The domestication question was easy to settle. All of the Chinese domestic cats were genetically indistinguishable from their comrades across the globe, confirming that all domestic cats originated from the same Middle Eastern ancestor, the team reports today in Science Advances.
But the genetic analysis also led the scientists into a taxonomic minefield. When a French biologist first classified the Chinese mountain cat in 1892, he christened it Felis bieti (after a French missionary), designating it as its own species. That classification largely stood until 2007, when a mitochondrial genetic analysis suggested the Chinese mountain cat was instead a subspecies of the wildcat (F. silvestris). F. bieti became F. sylvestris bieti, joining five other felines—including the Asiatic wildcat (F.s. ornata) and the domestic cat (F.s. catus)—as taxonomically subordinate to the wildcat. Then, in 2017, a team of biologists reversed course after considering the feline’s appearance and geographic range, among other criteria. The Chinese mountain cat was once again its own species, they declared.
“It’s politics, not science. It’s become a sideshow,” says Carlos Driscoll, a geneticist at the research nonprofit Galton Corp. who was involved with both earlier efforts and the new study, but stands by the conclusions of the 2007 paper. To this day, Driscoll says, experts don’t agree on what exactly the Chinese mountain cat is.
Luo’s findings largely support Driscoll’s 2007 study. Her team discovered that the Chinese mountain cat, the Asiatic wildcat, and the domestic cat formed three distinct genetic clusters equidistant from each other—and that all three were much more closely associated with the wildcat than with small felines like Africa’s black-footed cat and the jungle cat, which roams the Middle East and Asia. Together, this suggests the Chinese mountain cat, the Asiatic wildcat, and the direct ancestor of the domestic cat descended from a wildcat ancestor probably about 1.5 million years ago, the researchers conclude.

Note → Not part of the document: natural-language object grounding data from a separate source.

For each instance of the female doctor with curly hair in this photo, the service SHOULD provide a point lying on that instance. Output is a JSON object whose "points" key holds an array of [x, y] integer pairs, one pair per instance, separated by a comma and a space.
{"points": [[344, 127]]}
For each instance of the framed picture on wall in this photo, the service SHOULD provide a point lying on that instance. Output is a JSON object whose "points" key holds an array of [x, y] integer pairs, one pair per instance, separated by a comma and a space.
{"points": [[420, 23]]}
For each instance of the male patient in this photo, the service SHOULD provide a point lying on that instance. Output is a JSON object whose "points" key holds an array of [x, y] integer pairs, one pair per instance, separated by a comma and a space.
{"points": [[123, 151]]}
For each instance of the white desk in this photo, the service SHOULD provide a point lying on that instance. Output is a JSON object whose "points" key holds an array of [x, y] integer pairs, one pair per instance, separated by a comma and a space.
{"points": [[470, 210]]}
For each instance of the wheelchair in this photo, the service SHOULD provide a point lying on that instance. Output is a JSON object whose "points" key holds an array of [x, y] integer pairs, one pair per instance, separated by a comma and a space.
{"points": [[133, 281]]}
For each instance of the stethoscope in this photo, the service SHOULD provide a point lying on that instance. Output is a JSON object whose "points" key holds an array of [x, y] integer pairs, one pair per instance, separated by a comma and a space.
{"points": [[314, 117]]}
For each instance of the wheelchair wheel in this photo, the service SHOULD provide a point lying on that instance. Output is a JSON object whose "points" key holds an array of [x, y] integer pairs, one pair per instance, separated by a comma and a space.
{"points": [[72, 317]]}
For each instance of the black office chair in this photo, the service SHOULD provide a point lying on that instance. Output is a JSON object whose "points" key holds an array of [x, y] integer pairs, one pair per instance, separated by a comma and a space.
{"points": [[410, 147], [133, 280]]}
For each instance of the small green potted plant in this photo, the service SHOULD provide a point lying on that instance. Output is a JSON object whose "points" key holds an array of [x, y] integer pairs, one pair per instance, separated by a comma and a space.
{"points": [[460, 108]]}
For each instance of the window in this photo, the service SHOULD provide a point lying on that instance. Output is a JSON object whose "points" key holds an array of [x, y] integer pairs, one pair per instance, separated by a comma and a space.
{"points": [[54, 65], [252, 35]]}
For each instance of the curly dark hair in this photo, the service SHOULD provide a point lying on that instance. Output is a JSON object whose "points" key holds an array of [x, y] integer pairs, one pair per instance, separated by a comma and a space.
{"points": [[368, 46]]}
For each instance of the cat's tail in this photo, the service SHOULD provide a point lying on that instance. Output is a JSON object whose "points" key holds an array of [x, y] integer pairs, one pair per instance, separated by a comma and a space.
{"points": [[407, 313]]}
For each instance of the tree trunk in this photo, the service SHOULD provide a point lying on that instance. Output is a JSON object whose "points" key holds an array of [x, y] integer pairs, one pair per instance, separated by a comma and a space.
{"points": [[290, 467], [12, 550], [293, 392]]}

“It’s a very nice study,” says Claudio Ottoni, a paleogeneticist at the Sapienza University of Rome and an expert on ancient cat DNA. “The genetic signal is pretty clear.”
Still, he contends, the findings only show that the Chinese mountain cat, the Asiatic wildcat, and the domestic cat should have the same taxonomic rank. The genes alone can’t determine whether the cats are all subspecies of the wildcat or all species in their own right, he says.
Sanderson, who also runs the Small Wild Cat Conservation Foundation, prefers the latter option. As part of the 2017 effort that elevated the status of the Chinese mountain cat, he says the feline’s distinctive appearance and relatively ancient origin are reasons enough to make it its own species. “It’s clearly a different kind of animal.”
Sanderson admits he’s motivated by a desire to save the Chinese mountain cat. Estimates put the feline’s numbers at less than 10,000, and it’s listed as “vulnerable” by the International Union for Conservation of Nature. An illegal trade in the cat’s fur, habitat loss and degradation, and the poisoning of one of its main food sources—the mouselike crop pest pika—are major threats. And an influx of people into the Tibetan Plateau since the 1950s has led to a surge of domestic cats—which appear to be interbreeding with the Chinese mountain cat, potentially corrupting its genome.
“We’re living in an age of extinction,” Sanderson says. “The Chinese mountain cat deserves every bit as much attention as the panda.”
Luo agrees, and adds that although the unusual cat may not enjoy as much popularity as her country’s famed bear, people still want to save it. “Even if it’s just a subspecies,” she says, “it still has a lot of value.”